Lee Butcher

Personal information
- Full name: Lee Anthony Butcher
- Date of birth: 11 October 1988 (age 37)
- Place of birth: Waltham Forest, England
- Height: 6 ft 1 in (1.85 m)
- Position: Goalkeeper

Youth career
- 199?–199?: Norwich City
- 199?–2007: Arsenal
- 2007–2008: Tottenham Hotspur

Senior career*
- Years: Team / Apps / (Gls)
- 2008–2010: Tottenham Hotspur / 0 / (0)
- 2008: → AFC Wimbledon (loan) / 5 / (0)
- 2008: → Margate (loan) / 4 / (0)
- 2008–2009: → Grays Athletic (loan) / 0 / (0)
- 2009: → St Albans City (loan) / 6 / (0)
- 2009: → Grays Athletic (loan) / 3 / (0)
- 2009: → Grays Athletic (loan) / 5 / (0)
- 2009: → Leyton Orient (loan) / 0 / (0)
- 2010–2013: Leyton Orient / 32 / (0)
- 2013–2016: Welling United / 42 / (0)
- 2016–2017: Tilbury / 34 / (0)
- Total:  / 131 / (0)

= Lee Butcher =

English footballer

Lee Anthony Butcher (born 11 October 1988) is an English former professional footballer who last played for Tilbury as a goalkeeper. He started his career as a youth player at Norwich City and Arsenal, before moving to Tottenham Hotspur following his release in 2007. After loan spells with a number of non-League clubs, he joined League One club Leyton Orient on loan on 14 October 2009, and signed for Orient on a permanent basis in May 2010.

==Career==
===Early career===
Born in Waltham Forest, Butcher grew up in Chingford. He started his youth career with Norwich City as a schoolboy before joining Arsenal at the age of 10, and aged 15 he was voted the Goalkeeper of the Tournament at the Cannes Football Festival of 2004. He was released from Arsenal in May 2007 and had trials with Leeds United and Wycombe Wanderers. After playing a number of pre-season friendlies for Tottenham Hotspur reserves and under-18s he eventually signed for the club.

===Club career===
During the 2007–08 season, Butcher made 11 appearances for the Tottenham Hotspur reserve team. In January 2008, he was loaned out to Isthmian League Premier Division club AFC Wimbledon, making his debut against Maidstone United in their 2–1 win on 5 January. He went on to make a total of seven appearances in all competitions. In September 2008, Butcher joined Margate on loan where he made four appearances during September and October. He then joined Grays Athletic in late December 2008, but did not make an appearance for the first team. St Albans City signed Butcher on loan in March 2009, where he made six appearances in the Conference South. Butcher rejoined Grays toward the end of the 2008–09 season, and made his debut in the Conference National for Grays on 18 April in the 2–0 defeat at Altrincham. Butcher made three appearances for Grays before returning to Tottenham at the end of the season.

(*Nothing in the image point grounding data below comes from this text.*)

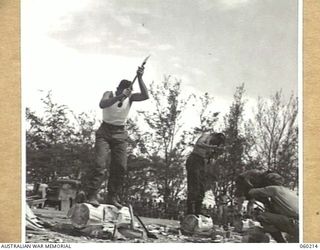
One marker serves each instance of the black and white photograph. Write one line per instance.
(161, 121)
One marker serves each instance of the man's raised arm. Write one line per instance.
(143, 95)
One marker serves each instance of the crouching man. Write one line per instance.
(283, 212)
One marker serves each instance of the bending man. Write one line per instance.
(111, 138)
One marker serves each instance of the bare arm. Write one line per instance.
(261, 192)
(108, 99)
(143, 95)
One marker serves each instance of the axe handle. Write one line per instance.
(130, 87)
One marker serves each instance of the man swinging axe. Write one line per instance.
(112, 137)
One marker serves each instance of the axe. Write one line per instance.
(134, 79)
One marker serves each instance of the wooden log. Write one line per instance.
(85, 214)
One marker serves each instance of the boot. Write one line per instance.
(191, 207)
(278, 237)
(93, 199)
(81, 197)
(112, 200)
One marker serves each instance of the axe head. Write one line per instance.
(145, 60)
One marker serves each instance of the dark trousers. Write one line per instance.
(196, 183)
(111, 150)
(276, 223)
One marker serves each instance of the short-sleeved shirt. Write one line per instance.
(116, 115)
(283, 200)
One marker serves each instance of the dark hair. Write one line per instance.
(274, 179)
(217, 139)
(123, 84)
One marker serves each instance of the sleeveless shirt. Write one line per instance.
(115, 115)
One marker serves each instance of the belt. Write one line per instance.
(108, 125)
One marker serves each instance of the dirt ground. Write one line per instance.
(167, 231)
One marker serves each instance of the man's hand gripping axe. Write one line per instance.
(134, 79)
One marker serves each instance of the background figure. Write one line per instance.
(282, 214)
(206, 147)
(111, 137)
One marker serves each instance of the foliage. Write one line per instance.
(275, 139)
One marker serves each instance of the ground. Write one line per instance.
(166, 231)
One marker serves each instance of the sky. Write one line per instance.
(81, 48)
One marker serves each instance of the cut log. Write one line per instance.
(85, 214)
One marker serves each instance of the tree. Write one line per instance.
(55, 146)
(275, 137)
(166, 145)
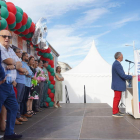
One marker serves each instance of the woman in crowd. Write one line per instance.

In July 2009, Butcher signed another one-year contract with Tottenham. He then re-joined Grays Athletic, during the following 2009–10 season, on a one-month loan deal on 1 September, where he made a further five appearances in the Conference National. On 14 October, he signed on loan for League One club Leyton Orient as cover for Glenn Morris after Jamie Jones suffered an injury. Butcher returned to Tottenham on 17 November, having not made a first-team appearance for Leyton Orient.

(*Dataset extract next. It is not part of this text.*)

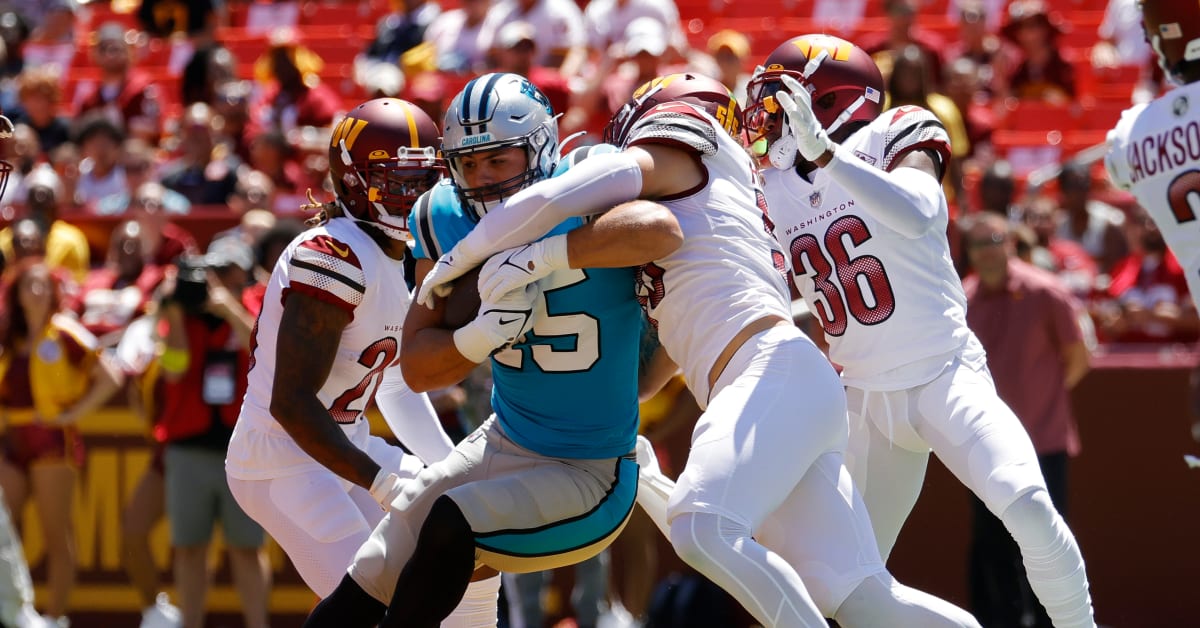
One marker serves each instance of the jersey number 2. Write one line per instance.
(855, 285)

After the end of the 2009–10 season, he signed for Leyton Orient on a one-year contract following his release from Tottenham in May 2010. He made his League debut as a substitute in the 1–1 draw at Oldham Athletic on 2 October, after Jones again suffered an injury. After making ten appearances in all competitions, he lost his place when Jason Brown was brought in on loan in late November. He remained on the bench until 25 April 2011, when a further Jones injury brought him back into the first team for the trip to Carlisle United. Butcher saved a penalty in the eighth minute, and Orient won 1–0. He returned to the first team at the beginning of the 2011–12 season due to another Jones injury, and saved two penalties in Orient's 4–3 penalty shoot-out victory over Southend United on 9 August. After establishing himself in the first team in Jones' absence, Butcher suffered an anterior cruciate ligament injury in an awkward fall in the 3–1 defeat at home to Scunthorpe United on 18 February 2012, missing the remainder of the season. He never returned to the first team through further injury, and after 38 appearances in all competitions, he was released by Orient on 30 April 2013.

Butcher joined Conference National side Welling United in August 2013 to provide cover for the injured Sam Mott. He later joined Tilbury, making 43 appearances in all competitions, but left in order to concentrate on his main job, working on the London Underground.